With a sigh of relief, the political dam did not break in Germany.
Today the German Bundestag approved amendments expanding the size and power of the European Financial Stability Fund (EFSF) by a vote of 523-85, a critical vote to continuing European efforts to contain the sovereign debt crisis.
The amendments will increase the size of the fund from 250 billion Euros to 440 billion, with Germany’s share of the cost rising from 120 billion to 210 Euros.
The vote was controversial given increased opposition among the German people to providing bailouts for southern European economies that have failed to competently manage their economies. And signs of that controversy are hidden in thevote.
If we strip away the reassuringly large, multi-party majority in favor of EFSF expansion, we can see the actual strain in Angela Merkel’s political coalition.
A Bundestag majority is 311 votes. Ms. Merkel’s coalition provided just 315 votes, a precarious majority, with a fracturing minority voting no or abstaining.
Had the Chancellor been unable to secure 311 votes, her governing coalition would have been in jeopardy, sparking a cascade of domestic political consequences that would have distracted German political leadership at just the moment when Germany’s continued engagement in the EU debt crisis is most necessary.
The vote signals that Ms. Merkel has only a bare four votes to spare in her continuing efforts to keep an increasingly reluctant Germany in a leadership role in managing the sovereign debt crisis. A
dditional votes in the future will have to threat the same needle that made today’s vote so critical and consequential.
In addition, the Chancellor has little time to savor her victory.
As the Bundestag was voting, interest rates on newly issued Italian government bonds jumped sharply, a key sign of market skepticism regarding Italy’s efforts to reign in its nation deficit and tackle its national debt.
At the same time, Ms Merkel herself opened the door to modifying an EU agreement which is to provide more than 100 billion euros to the Greek government if an official audit of Greek austerity measures concludes that the Mediterranean nation has not met key budget and economic targets. Greece will begin defaulting on its debt in mi-October without an infusion of additional financing.

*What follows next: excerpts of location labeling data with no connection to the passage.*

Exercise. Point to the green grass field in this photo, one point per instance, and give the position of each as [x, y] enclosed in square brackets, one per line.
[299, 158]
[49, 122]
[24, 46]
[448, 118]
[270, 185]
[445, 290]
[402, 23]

Any delay or modification in the Greek aid package will likely spook investors and magnify other budgetary or economic shortcomings in the EU as a whole, such as private bank exposure to bad sovereign debt, continuing government deficits and a significant slowdown in GDP growth continent-wide.
Indeed, events in Europe may be moving much faster than parliaments and policy makers can to address the sovereign debt crisis.
For instance, while Germany is now on board with an expanded EFSF, a requirement that EU policy changes be unanimous leaves the EFSF hostage to other, smaller countries – Slovakia – that could still sink the expanded facility.
And as the other EU countries debate the latest proposal on the EFSF facility, financial analysts across Europe are concluding that even an expanded 440 billion euro facility is wholly inadequate to meet the potential challenges of the sovereign debt crisis, as slow growth and exploding government spending contribute to accelerated financial disintegration in at-risk countries.
These analysts are calling for a facility as large as 2-3 trillion euros; a size that would dwarf TARP and the Obama Stimulus combined.
For Germany and her Chancellor, a major bullet was dodged today. But today’s vote was only a fleeting, positive step, with many difficult days ahead.